Glodon announced FY23 results: total revenue declined by 16% YoY to RMB1.78bn in 4Q23, 10% below consensus estimate mainly due to the soft construction market; the company recorded net loss of RMB146mn in 4Q23, deteriorating from net income of RMB328mn in 4Q22, primarily attributable to the operating deleverage. FY23 total revenue was largely flat YoY at RMB6.56bn, while net income was down by 88% YoY to RMB116mn. Looking ahead to FY24, we expect top-line growth will remain under pressure as the overall construction market remains challenging and the decline in new contracts signed in FY23 will weigh on revenue recognition in FY24. However, we expect a solid rebound of net income in FY24 as the company implements stringent cost control measures and focus on key growth areas.

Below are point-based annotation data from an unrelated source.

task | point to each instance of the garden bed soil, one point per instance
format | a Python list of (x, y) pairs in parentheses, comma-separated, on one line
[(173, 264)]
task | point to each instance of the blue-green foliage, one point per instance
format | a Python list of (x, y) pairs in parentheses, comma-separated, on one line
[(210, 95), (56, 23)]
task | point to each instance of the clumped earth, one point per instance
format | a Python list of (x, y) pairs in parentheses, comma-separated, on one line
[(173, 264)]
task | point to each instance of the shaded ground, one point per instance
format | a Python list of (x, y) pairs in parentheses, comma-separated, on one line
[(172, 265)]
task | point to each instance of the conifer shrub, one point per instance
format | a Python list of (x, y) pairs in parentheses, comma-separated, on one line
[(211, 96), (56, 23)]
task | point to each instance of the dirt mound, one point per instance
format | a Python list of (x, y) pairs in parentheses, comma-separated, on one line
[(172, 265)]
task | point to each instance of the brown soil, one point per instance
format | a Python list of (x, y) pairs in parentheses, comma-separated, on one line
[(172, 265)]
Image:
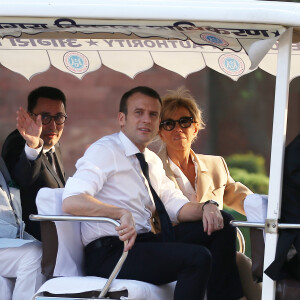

We trim FY24-25 total revenue estimate by 16-18% and lower our TP to RMB20.20 based on 4.0x FY24E EV/Sales (previous: RMB29.75 on 6.0x FY23E EV/Sales).
Construction costing business to navigate sector headwinds. Digital costing revenue grew by 8% YoY to RMB5.17bn in FY23, with construction costing SaaS revenue up by 11% YoY to RMB3.22bn, primarily thanks to the revenue recognition of previous contracts signed. Newly-signed contract value dropped by 6% YoY to RMB3.03bn in FY23 amid the overall property sector downturn, while the renewal rate and active rate remained largely stable YoY. For the new digital costing business, its SaaS revenue grew by 52% YoY to RMB598mn in FY23. The company focused on building “lighthouse” projects rather than new customer acquisition in 2023, with both retention rate and active rate up YoY.
Construction management remains under pressure. Construction management revenue declined by 35% YoY to RMB862mn in FY23, mainly due to the decline in the number of construction project kick-offs and the tightening budget of construction companies. Looking ahead, the company will focus more on the quality growth of construction management business via: 1) optimization of contract terms; 2) active management of cash flow and profitability; 3) increasing sales of higher-margin self-developed products. We expect the GPM of construction management business to improve in FY24 as a result.
Expect margin to improve in FY24E. Net margin declined by 12.9ppt YoY to 1.8% in FY23, mainly due to the increased investments in product development and customer acquisition, while revenue was largely flat YoY. As the company completed headcount optimization in 1Q24 and implements more stringent opex control in FY24, we expect NPM to rebound to 10.1/11.6% in FY24/25E. We lower our target price to RMB20.20 (previous: RMB29.75), based on 4.0x FY24E EV/Sales, which is a discount to the peer average of 6.1x in view of the persistent construction sector headwinds. Glodon’s leadership in China’s digital construction market remains intact and we are upbeat on its earnings rebound in FY24E. We believe its current valuation of 2x FY24 EV/Sales offers ample safety margin. Maintain BUY.